Presentations and discussions will be in English. Master and PhD students as well as postdocs who are interested should write an email to Prof. Albert Newen (firstname.lastname@example.org) & Dr. Sabrina Coninx (email@example.com ) and come to the first meeting.
Humor and Irony: Perspectives from Philosophy and Cognitive Science
Humor and irony are ubiquitous phenomena in our mental lives: we often refer to situations, persons, or states of affairs in humorous or ironical ways using language, drawings, gestures, and other modes of expression. From a philosophical and scientific perspective, humor and irony are an interesting interface of cognitive and emotional processes. Yet despite the importance and relevance of humor and irony, research in empirically informed philosophy and the cognitive sciences has only begun to understand these phenomena.
In the seminar we will provide an overview of the recent theoretical and empirical literature and discuss the following questions: first, what is humor and how can it be understood from a cognitive science perspective? Second, how can irony be captured theoretically and how can it be studied empirically? Finally, how can we describe the relation between humor and irony?
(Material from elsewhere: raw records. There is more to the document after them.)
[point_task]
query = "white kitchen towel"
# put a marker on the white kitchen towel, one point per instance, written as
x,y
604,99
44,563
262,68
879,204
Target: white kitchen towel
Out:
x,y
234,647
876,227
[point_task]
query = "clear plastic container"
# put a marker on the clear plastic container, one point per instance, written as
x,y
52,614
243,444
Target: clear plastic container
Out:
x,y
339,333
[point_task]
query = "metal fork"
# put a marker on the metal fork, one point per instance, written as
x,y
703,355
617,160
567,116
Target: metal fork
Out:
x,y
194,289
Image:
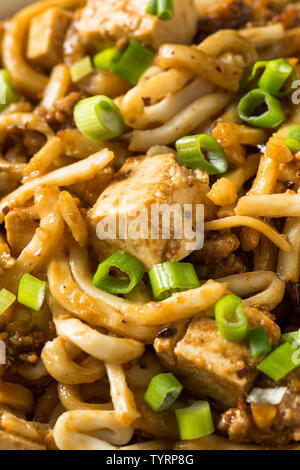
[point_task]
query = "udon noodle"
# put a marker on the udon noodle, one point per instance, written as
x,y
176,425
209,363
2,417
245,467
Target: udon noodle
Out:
x,y
77,367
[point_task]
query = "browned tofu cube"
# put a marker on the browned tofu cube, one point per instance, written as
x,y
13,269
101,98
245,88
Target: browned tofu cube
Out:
x,y
211,366
46,34
20,225
141,184
108,21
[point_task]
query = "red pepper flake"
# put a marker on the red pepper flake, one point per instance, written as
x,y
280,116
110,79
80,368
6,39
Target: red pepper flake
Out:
x,y
241,373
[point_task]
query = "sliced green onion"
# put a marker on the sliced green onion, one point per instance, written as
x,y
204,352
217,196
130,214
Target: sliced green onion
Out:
x,y
270,118
8,94
31,292
151,8
127,264
293,139
6,300
162,392
81,68
165,9
169,277
106,59
133,62
195,421
258,65
98,118
202,151
259,342
231,319
293,338
274,77
279,363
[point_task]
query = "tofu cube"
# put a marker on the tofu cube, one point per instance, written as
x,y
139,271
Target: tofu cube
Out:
x,y
144,182
212,367
45,38
110,21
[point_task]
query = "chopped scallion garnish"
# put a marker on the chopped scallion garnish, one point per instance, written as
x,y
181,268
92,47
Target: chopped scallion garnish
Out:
x,y
231,319
81,68
202,151
169,277
6,300
162,392
195,421
98,118
8,94
127,264
280,362
293,139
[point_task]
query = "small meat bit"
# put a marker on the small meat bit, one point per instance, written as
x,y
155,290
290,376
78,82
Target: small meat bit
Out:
x,y
229,14
167,332
276,427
In addition to active participation and careful preparation of the assigned readings, participants will be expected to give a presentation in English. Assistance regarding the English language will be provided.
Gualtiero Piccinini: Neurocognitive Mechanisms
According to the computational theory of cognition (CTC), cognitive processes are computations. The classical CTC holds that no details about how the brain implements computations are required to explain biological cognition. In his book Neurocognitive Mechanisms, Gualtiero Piccinini argues that complete computational explanations must also identify the neural mechanisms underpinning cognitive phenomena. Such mechanisms span multiple levels and perform the causal roles constituting cognitive capacities. The resulting version of CTC defended by Piccinini comprises an account of neural computation. It is a version of functionalism, according to which the mind is the functional organization of the brain.
In this seminar, we will read and discuss Piccinini’s book chapter by chapter. In doing so, we will familiarize ourselves with his and alternative accounts of mechanistic models of cognition, physical computation, information processing, computational explanation, multiple realizability, medium independence, computational and non-computational functionalism, and neural representation.